Perché hai aspettato 17 anni per parlarne?
Per una forma di pudore. Quando ero più piccolo non volevo far vedere agli altri la mia debolezza né volevo sentirmi diverso. Non volevo mostrare a nessuno questa cosa e non dare spiegazioni. Poi crescendo anche per il tipo di percorso che ho voluto fare nel mondo dell’intrattenimento non volevo che si pensassi che volessi utilizzare questa storia per ottenere compassione dagli altri e sentirmi ‘speciale’.

Poi cosa è successo?
Più passava il tempo e più condividevo la mia vita sui social con la volontà di voler essere un esempio positivo e i feebdack che ricevevo erano importanti. Poi o fatto un ragionamento sulla mia storia e ho iniziato a parlarne con alcune persone a me vicine e mi si è aperto un mondo. Ho capito che potevo dirlo e condividere la mia esperienza di vita. Forse anche il fatto di essere papà mi ha fatto capire di avere consapevolezze e responsabilità.

Di aritmie ventricolari di grave entità si muore…
Esatto ed è anche per questo che ho voluto scriverne un libro e condividerlo sui social.
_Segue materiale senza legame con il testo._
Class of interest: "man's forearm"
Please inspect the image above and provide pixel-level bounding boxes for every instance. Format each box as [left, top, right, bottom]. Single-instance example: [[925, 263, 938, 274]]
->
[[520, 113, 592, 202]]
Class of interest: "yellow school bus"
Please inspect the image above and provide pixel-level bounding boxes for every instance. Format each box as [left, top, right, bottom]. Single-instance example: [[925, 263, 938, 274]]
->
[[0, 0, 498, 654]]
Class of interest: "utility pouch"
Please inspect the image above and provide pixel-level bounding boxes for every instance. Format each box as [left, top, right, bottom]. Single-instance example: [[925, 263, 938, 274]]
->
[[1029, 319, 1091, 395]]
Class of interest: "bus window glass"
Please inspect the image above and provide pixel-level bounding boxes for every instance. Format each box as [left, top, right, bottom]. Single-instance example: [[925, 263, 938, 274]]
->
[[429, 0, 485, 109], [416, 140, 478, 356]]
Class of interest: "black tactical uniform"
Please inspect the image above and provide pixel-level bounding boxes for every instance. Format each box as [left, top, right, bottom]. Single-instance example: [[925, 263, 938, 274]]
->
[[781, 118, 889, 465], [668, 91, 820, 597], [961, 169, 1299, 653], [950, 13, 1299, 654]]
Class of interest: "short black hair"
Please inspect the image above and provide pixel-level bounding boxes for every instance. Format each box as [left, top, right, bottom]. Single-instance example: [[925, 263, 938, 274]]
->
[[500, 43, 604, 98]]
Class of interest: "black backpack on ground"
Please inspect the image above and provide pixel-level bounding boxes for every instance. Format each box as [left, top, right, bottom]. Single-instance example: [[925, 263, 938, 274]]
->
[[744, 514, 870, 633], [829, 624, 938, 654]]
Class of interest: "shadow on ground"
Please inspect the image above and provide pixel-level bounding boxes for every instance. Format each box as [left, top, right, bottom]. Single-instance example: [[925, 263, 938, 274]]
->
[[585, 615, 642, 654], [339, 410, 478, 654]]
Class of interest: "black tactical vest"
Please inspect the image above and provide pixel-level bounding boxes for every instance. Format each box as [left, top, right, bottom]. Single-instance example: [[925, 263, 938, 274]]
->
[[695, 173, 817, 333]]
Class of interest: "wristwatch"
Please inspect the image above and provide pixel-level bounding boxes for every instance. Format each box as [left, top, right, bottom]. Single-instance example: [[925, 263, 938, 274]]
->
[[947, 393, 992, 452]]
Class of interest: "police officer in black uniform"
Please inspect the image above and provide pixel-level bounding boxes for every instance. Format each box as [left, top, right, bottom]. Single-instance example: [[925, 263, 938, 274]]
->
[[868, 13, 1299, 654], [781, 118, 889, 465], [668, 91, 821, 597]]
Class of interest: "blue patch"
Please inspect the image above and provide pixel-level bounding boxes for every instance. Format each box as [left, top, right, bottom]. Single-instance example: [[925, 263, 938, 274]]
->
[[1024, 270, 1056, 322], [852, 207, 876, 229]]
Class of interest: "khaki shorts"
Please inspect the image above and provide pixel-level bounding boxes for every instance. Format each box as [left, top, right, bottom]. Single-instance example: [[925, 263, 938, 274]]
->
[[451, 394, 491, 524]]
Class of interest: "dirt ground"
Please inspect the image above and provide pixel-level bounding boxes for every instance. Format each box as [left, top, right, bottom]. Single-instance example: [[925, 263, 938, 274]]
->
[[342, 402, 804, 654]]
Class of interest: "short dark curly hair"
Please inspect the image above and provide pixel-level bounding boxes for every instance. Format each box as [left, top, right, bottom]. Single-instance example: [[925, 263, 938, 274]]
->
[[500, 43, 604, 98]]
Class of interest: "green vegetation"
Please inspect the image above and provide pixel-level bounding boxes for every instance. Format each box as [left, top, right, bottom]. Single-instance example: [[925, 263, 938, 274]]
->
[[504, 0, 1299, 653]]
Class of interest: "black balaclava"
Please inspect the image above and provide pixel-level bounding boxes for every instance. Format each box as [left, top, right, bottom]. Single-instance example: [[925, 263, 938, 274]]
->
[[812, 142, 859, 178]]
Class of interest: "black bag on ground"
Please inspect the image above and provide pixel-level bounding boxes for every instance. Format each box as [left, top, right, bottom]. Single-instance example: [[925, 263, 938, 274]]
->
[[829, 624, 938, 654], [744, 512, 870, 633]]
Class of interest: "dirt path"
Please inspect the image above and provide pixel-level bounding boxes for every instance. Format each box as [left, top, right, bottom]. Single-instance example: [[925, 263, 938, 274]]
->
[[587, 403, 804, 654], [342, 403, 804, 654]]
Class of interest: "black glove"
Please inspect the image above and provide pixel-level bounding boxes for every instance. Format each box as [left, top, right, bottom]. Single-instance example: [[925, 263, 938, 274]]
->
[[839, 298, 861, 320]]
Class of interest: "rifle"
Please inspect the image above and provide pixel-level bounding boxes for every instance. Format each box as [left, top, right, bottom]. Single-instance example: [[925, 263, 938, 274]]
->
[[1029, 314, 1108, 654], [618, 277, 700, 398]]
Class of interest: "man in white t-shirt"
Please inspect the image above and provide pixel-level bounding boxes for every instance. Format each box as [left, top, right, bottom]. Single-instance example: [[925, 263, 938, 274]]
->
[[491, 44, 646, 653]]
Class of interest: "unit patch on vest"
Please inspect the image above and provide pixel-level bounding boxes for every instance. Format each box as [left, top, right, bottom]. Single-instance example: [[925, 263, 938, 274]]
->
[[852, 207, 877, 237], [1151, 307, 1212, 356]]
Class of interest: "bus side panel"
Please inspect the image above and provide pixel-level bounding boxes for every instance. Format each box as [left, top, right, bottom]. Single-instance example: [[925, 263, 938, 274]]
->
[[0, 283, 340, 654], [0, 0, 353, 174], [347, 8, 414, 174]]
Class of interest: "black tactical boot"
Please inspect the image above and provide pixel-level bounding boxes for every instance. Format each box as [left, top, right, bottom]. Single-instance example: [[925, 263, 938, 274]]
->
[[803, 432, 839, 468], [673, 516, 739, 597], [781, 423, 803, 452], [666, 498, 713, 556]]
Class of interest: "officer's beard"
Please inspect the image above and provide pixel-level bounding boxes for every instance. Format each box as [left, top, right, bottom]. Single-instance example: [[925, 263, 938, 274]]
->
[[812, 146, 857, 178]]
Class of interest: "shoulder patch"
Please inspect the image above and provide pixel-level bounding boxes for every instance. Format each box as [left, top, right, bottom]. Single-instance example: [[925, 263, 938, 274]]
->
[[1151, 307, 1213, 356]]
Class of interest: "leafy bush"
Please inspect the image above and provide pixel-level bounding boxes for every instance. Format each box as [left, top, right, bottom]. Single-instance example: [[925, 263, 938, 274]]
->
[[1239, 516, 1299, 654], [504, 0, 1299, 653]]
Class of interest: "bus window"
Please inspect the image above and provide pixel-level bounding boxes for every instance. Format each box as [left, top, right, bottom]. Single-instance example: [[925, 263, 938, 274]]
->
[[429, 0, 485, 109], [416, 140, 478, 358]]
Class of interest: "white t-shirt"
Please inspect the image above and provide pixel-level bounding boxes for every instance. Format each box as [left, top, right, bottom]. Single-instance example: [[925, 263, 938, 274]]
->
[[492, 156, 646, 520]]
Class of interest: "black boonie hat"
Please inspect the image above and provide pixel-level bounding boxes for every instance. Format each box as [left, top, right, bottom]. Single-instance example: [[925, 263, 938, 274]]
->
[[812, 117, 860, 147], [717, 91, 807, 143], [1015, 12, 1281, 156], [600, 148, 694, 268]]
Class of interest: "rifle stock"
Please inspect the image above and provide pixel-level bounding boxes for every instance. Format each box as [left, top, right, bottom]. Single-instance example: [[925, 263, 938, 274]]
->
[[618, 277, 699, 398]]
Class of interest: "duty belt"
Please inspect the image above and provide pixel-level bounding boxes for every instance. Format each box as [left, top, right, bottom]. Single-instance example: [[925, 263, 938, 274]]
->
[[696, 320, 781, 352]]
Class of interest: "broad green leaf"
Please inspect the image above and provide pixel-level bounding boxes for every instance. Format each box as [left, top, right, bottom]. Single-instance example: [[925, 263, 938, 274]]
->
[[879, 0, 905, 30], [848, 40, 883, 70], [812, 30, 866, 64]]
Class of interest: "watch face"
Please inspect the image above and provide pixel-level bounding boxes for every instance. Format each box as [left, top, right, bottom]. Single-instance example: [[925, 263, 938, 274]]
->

Sono stato fortunato all’epoca. Ero un 15enne alle prese con il mondo degli adulti e mi sentivo invincibile, la vedevo come una cosa passeggera. Ma non era così. Il defibrillatore mi ha salvato la vita. Se non viene diagnosticata per tempo e si trascura, si può morire. Lo vedo e l’ho sentito da alcune notizie di cronaca con ragazzini morti sul campo di calcio o basket oppure giocatori professionisti che hanno avuto problemi seri con il cuore. Ci sono arrivato con gli anni a maturare e capire di essermi salvato.

Oggi fai una vita normale?
Assolutamente. Faccio sport e piano piano ho imparato a convivere con questo corpo estraneo.

Ci racconti qualche curiosità legata al defibrillatore?
Quando vado a fare i controlli c’è una macchina che collegato al defibrillatore che controlla i miei battiti. Mi manda in bestia (ride, ndr). La scatolina che avevo nel petto non la volevo far vedere a nessuno ed è per questo che andavo al mare in maglietta. Gli altri pensavano che avessi avuto qualche incidente ma non ho mai fatto foto a petto nudo.

Il rapporto con la tua cicatrice com’è?
Complesso. Per il libro ho fatto la foto a petto nudo ed è stata una bella terapia d’urto. Passo dopo passo.